WHY EVERY GROWN WOMAN SAYS (THE BABY YEARS) ARE THE GREATEST YEARS OF HER LIFE
Whenever I hear a grown woman say the baby years are the greatest years of her life, I sob. If you see a woman say this, perhaps as she's wiping her tears while watching a video of her young daughters playing in the backyard with a hose and a dog, it's immediate waterworks. It's the strangest thing. Because when I was a child, I remember my Grandmother saying things like that. Then it was my mother. And it sorta passed over my head. Then I had children. And when my sister in law said at Christmas almost 2 years ago, "I know this is hard, I know you're in the weeds and it's impossible at times, but these are the best days of your life", it was then that I understood. I fully understood. When my cousin commented on a facebook post about my twins, how she misses those days and they were most definitely the best days of her life, it was almost as if my life flashed before my eyes. All she said was "those were the best days of my life". And bam, just like that, I realized in that very second, there's a reason why every grown woman says (the baby years) are the greatest years of her life.
It's because they are.
And grown women whose children are in college, or perhaps married with children of their own, those women are in the "post-baby" stage of life. And although it's a beautiful stage filled with important and quality moments, the baby stage, for these women, is more than a memory hanging in a photo book, or a vhs fuzzy video. It's their life. And if God gave them five minutes to do it all again either in black and white or color, they'd probably take it, without blinking an eye.
Here we are, you and me, stuck in the middle of the tornado. We have babies. Or a baby. Or twins or triplets. And we are in the weeds. Buried under dirt, crawling through the soil with gunk under our nails and mud in our hair. We make it to the surface for air, but sometimes it's just still so difficult to breathe. We see the sun, the moon and once in a while, the stars and all their glory, but we don't take it in at the moment, that this moment, is our life.

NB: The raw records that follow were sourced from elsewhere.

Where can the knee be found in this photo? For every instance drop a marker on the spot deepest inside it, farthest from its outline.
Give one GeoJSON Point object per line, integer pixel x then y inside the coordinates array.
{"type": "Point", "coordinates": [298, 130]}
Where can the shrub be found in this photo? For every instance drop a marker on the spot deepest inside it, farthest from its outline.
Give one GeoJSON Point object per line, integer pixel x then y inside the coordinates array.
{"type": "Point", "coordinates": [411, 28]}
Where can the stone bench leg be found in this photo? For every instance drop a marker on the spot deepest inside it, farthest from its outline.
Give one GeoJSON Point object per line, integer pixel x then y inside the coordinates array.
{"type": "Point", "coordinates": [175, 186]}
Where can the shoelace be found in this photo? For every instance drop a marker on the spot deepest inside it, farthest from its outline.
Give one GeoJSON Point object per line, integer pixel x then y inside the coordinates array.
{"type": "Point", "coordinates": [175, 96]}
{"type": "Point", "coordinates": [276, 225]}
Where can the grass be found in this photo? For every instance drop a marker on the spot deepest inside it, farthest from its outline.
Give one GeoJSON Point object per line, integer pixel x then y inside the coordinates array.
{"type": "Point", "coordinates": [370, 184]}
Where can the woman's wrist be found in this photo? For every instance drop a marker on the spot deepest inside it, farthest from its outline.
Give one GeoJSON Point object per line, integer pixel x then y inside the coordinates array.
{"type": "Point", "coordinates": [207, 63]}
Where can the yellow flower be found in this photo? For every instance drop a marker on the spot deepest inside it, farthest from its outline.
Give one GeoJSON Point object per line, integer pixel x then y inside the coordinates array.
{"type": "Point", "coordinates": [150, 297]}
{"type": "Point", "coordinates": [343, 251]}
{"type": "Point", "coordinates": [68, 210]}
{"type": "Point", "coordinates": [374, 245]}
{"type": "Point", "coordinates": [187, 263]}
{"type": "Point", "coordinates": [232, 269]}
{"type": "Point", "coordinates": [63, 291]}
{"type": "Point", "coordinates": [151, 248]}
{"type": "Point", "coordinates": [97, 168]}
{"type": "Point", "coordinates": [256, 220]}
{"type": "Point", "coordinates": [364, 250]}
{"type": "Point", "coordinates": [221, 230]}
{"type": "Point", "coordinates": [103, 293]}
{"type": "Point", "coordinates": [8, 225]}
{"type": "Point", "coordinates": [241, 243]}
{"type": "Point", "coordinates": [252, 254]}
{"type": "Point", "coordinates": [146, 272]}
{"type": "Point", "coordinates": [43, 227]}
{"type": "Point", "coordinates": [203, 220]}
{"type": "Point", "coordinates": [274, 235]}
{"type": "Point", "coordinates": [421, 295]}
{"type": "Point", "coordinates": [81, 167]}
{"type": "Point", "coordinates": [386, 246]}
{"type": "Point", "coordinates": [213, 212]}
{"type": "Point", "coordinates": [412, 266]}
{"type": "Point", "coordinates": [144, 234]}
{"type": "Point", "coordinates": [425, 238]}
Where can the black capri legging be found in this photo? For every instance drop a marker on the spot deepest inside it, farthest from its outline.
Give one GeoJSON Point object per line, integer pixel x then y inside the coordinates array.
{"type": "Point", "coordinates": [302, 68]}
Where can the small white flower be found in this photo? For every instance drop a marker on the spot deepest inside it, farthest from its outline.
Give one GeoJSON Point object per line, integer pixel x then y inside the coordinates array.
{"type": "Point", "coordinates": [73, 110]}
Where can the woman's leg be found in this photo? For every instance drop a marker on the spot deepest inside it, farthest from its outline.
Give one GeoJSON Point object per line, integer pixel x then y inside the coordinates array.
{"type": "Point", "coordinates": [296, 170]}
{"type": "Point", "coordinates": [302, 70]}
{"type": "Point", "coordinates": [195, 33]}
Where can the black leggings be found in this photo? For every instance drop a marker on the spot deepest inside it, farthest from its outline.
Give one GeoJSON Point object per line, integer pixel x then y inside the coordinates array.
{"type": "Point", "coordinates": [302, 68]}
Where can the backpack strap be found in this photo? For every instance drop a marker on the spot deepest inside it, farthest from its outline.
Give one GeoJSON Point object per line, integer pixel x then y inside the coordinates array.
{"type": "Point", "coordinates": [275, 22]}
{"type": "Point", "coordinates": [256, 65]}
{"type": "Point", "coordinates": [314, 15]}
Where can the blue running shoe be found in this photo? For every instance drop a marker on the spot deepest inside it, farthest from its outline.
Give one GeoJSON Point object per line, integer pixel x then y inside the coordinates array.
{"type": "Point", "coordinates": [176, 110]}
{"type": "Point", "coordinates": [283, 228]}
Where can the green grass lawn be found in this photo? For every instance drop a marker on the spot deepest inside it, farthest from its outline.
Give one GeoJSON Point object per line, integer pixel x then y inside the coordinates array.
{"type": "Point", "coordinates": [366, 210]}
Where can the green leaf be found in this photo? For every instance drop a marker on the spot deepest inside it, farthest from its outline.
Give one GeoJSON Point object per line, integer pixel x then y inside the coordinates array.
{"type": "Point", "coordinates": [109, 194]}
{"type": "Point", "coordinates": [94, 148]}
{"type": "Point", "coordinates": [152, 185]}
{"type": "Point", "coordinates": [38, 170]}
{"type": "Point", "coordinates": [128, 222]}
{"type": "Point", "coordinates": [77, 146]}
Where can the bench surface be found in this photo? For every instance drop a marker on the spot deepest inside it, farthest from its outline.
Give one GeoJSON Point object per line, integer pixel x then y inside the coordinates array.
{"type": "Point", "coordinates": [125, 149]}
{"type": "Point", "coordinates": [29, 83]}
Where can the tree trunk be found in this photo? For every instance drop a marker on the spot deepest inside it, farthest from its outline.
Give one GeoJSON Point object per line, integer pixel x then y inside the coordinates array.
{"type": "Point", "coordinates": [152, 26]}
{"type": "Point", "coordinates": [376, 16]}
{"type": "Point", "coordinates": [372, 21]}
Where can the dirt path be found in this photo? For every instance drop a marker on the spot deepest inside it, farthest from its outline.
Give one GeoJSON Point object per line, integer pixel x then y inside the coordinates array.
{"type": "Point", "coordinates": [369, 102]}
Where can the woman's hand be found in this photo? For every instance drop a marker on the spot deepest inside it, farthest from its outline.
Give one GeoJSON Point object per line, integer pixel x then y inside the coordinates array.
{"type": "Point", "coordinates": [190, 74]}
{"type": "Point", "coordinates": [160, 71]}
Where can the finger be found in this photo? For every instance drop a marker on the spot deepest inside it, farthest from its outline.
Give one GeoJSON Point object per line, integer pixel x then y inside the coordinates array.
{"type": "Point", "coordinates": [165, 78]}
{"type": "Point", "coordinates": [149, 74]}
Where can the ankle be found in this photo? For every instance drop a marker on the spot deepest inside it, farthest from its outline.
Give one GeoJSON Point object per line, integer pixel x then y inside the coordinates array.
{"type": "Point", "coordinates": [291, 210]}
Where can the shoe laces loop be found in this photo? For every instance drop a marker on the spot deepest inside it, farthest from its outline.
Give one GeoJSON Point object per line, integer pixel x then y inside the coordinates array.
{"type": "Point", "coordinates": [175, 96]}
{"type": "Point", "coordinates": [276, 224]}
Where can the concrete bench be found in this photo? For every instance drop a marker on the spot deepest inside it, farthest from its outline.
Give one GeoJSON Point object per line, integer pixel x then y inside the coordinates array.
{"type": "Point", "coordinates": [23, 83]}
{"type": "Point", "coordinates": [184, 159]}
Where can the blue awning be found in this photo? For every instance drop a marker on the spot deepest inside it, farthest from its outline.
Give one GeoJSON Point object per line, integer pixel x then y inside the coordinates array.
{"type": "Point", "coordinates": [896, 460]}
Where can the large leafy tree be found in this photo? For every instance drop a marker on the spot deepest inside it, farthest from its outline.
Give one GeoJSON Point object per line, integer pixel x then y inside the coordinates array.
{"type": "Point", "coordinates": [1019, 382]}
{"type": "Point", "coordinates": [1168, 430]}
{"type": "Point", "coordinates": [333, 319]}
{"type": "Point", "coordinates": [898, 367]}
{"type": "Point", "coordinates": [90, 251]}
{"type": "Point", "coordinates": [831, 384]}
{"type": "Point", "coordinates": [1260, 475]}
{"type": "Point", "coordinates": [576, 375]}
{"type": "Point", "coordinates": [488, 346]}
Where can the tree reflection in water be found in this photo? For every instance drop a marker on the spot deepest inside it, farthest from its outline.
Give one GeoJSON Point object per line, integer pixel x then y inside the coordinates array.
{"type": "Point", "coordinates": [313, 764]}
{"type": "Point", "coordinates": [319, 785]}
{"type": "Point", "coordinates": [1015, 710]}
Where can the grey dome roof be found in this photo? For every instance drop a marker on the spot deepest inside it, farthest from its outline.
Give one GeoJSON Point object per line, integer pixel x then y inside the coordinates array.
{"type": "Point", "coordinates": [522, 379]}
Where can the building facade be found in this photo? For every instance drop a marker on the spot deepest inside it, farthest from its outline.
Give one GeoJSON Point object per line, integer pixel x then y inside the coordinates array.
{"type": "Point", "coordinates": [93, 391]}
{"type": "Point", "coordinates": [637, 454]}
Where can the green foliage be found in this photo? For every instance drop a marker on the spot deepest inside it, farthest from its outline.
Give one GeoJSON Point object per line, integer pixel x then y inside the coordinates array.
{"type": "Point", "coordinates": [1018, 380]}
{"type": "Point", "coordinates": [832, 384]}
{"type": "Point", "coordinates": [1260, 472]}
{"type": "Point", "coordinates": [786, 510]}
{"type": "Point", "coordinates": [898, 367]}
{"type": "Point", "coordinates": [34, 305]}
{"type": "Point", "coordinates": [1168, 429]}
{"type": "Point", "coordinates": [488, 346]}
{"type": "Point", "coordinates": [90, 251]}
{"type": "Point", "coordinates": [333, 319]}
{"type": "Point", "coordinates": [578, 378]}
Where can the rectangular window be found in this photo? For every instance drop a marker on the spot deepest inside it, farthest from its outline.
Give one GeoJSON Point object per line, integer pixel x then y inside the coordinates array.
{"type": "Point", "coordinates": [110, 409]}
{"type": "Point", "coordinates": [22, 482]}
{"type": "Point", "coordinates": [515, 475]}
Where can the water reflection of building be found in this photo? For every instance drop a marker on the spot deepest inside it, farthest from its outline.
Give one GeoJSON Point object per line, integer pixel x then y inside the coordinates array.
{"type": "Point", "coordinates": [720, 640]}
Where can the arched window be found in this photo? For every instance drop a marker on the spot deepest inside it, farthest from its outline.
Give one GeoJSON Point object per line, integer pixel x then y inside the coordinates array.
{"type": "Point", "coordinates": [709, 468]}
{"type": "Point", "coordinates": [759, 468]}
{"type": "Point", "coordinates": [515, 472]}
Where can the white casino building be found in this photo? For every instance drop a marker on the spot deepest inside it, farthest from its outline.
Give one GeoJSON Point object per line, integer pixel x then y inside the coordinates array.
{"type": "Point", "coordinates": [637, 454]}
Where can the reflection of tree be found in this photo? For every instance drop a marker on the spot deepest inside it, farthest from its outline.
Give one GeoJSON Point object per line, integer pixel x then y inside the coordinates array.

It's a race. It's a long day. The longest. The longest of the long. It goes on forever. And ever. And when 8 o'clock comes and the kids are asleep we are just so thankful. We are beaming from ear to ear because we survived another day of the motherhood game. It's glorious. We drink the wine, we go to bed, and maybe just maybe we get a full nights sleep with no child ending up in our bed due to a thunderstorm.
But the years are short. And they go by and by and before you know it you're looking at videos on your iphone giggling and crying in your bed alone. You're staring into that apple device holding on for dear life because you remember that day. Those days. When your current 5 year old was 2 and she was walking down your old driveway with pig tails and a new umbrella and she spoke different, like a toddler. And her cheeks. My God those cheeks. It's all more than your heart can take. And you realize it all just goes so damn fast. And it keeps going, minute by minute, diaper by diaper, day by day, all without your permission. And those days turn to years and those babies become little human beings. And they ask you things like "why do people have to die?" And you just freeze. Because you realize life is so fragile. And so important.
This is why grown women say the baby years are the best times of their life. It's not that they don't love this stage they are in, it's just, they were us: young mothers figuring it out day by day, not having all the answers, but doing it all and doing it well. They made the rules, they loved those babies and they lived life with fervor. They made it count. They were on fire, in love, in their heart, in motherhood. And the coolest thing of all, they still are. At least that's what my Mom says. And I believe her.
We are all in the middle of it. And it's hard, but God willing, so beautiful. And precious. And full of surprises. And the happiness....it's like when you get a dose, you want to freeze frame it and never forget it. Well, that's how these grown women feel, and that's certainly how we will feel one day too.
It's a lesson. We must listen to this lesson. We must hold it in our heart and guide it as we navigate the motherhood journey. Because these are the greatest days of our lives. And although we may not realize it now, today, in the moment, one day we will. And it will be all we have. And to me, that's worth paying a little more attention to.